The function C expects the worm on the stack and replaces it by the result.

Examples:

> [1 1]
19

> 
51

> [1 1 0]
51

• Fantastic! Surely you can modify this a bit to also give a definite winner for the "Largest Number Printable" question. – r.e.s. Jan 19 '14 at 19:25
• I didn't see you post anything over there, so I went ahead and posted a modification of this code as what I believe to be the winning answer there so far -- assuming that the * and ^ are not being used as the arithmetic operators of multiply and exponentiate. Certainly, if you want to submit your own (doubtlessly superior) answer there, I will happily remove mine. – r.e.s. Jan 19 '14 at 21:21

### Ruby — 131 characters

I know this can't compete with the GolfScript solutions above and I'm fairly sure that this can be reduced a score or more characters, but honestly I'm happy to have been able to solve the problem ungolfed. Great puzzle!
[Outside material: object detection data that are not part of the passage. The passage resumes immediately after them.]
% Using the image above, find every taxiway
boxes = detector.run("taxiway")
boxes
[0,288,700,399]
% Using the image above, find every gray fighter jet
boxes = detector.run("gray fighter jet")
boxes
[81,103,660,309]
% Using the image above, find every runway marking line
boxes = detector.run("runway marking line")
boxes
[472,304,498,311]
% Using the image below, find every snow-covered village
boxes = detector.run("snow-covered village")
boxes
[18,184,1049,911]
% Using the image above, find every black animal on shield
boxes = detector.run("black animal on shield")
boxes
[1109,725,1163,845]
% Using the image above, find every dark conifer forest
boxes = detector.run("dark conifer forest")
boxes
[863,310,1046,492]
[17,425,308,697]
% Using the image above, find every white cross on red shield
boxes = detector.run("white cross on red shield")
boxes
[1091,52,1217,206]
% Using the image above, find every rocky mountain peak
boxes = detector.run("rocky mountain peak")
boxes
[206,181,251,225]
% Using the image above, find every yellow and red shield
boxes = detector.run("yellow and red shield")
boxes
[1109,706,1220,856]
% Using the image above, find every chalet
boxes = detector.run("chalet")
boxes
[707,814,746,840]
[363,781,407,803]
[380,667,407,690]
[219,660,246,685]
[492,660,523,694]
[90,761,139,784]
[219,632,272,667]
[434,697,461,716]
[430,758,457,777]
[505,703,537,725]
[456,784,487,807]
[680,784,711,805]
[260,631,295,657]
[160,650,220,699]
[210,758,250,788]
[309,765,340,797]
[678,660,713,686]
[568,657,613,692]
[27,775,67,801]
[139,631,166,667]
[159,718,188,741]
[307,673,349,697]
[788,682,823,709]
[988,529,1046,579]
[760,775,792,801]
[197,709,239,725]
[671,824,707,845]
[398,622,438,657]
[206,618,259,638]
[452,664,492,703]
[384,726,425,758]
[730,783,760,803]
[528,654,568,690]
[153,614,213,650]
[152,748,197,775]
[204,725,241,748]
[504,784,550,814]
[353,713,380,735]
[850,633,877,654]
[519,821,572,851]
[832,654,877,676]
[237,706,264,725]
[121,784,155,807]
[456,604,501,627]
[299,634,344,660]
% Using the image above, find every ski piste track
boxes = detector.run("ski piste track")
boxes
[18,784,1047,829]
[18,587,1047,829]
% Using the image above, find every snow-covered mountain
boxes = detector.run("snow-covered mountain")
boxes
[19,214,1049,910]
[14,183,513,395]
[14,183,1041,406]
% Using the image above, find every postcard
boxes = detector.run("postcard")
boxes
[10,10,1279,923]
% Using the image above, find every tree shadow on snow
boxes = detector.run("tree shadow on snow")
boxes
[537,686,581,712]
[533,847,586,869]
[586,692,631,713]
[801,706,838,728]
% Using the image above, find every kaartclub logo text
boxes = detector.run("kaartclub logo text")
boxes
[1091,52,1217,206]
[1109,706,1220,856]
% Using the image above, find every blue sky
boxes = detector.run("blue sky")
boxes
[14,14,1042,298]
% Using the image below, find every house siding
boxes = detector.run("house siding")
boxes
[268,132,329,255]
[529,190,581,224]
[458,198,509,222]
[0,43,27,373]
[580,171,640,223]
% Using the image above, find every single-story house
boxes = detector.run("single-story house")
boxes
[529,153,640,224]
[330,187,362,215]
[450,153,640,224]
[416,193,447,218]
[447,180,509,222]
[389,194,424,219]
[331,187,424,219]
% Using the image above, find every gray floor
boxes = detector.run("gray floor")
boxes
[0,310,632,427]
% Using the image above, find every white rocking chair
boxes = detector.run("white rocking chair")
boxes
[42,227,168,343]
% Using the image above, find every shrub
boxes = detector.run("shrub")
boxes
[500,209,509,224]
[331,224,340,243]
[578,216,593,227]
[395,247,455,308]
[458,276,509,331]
f=->w{t=0;w.reverse!;until w==[];t+=1;if w<1;w.shift;else;h=w.take_while{|x|x>=w};h-=1;w.shift h.size;w=h*t+h+w;end;end;t}


My pre-golfed solution from which the above is derived:

def life_time(worm)
step = 0
worm.reverse!
until worm.empty?
step += 1
if worm.first == 0
worm.shift
else
head = worm.take_while{ |x| x >= worm.first }
head -= 1
worm.shift(head.size)
worm = head * (step + 1) + worm
end
end
step
end

• Generic tip: many golf problems work on non-negative integers, in which case if foo==0 can be trimmed to if foo<1. That can save you one char here. – Peter Taylor Jan 20 '14 at 8:40
• Incidentally, I find it fascinating that this works without a second reverse. – Peter Taylor Jan 20 '14 at 8:41
• Ah, it doesn't. It just works on the test cases because they only have palindromic active segments. – Peter Taylor Jan 20 '14 at 11:54
• Thanks for the golf tip, @PeterTaylor. Also, good catch on the missing second reverse. I've added it in. I'll try to rewrite this another way without using reverse later. I'm pretty sure I can get the else clause down to one line and then swap the if..else..end for a ternary statement. I could also use a lambda to save a few characters, I think. – O-I Jan 20 '14 at 16:54

# Sclipting (43 characters)

글坼가⑴감套擘終長①加⒈丟倘⓶增⓶가采⓶擘❷小終⓷丟❶長貶❷가掊貶插①增復合감不가終終


This expects the input as a space-separated list. This outputs the correct answer for 1 1 and 2, but for 2 1 or 3 it takes too long so I gave up waiting for it to finish.

With commentary:

글坼 | split at spaces
가⑴ | iteration count = 0

감套 | while:
擘終長①加⒈丟 | remove zeros from end and add to iteration count
倘 | if the list is not empty:
⓶增⓶ | increment iteration count
가采⓶擘❷小終⓷丟 | separate out active segment
❶長貶❷가掊貶插 | compute reduced active segment
①增復合 | repeat reduced active segment and concat
감 | continue while loop
不 | else
가 | stop while loop
終 | end if


• A link to an interpreter would be handy... Also, 86 bytes, using UTF-16? – Peter Taylor Jan 20 '14 at 18:48
• @PeterTaylor: Thanks, added the link to the interpreter to the article. And yes, 43 BMP characters do translate to 86 bytes in UTF-16. – Timwi Jan 23 '14 at 11:59

# k (83)

worm:{-1+*({x,,(,/((x+:i)#,@[y@&w;(i:~~#y)#0;-1+]),y@&~w:&\~y<*y;1_y)@~*y}.)/(1;|,/x)}

this can probably be golfed further, as it just implements the recurrence fairly straightforwardly.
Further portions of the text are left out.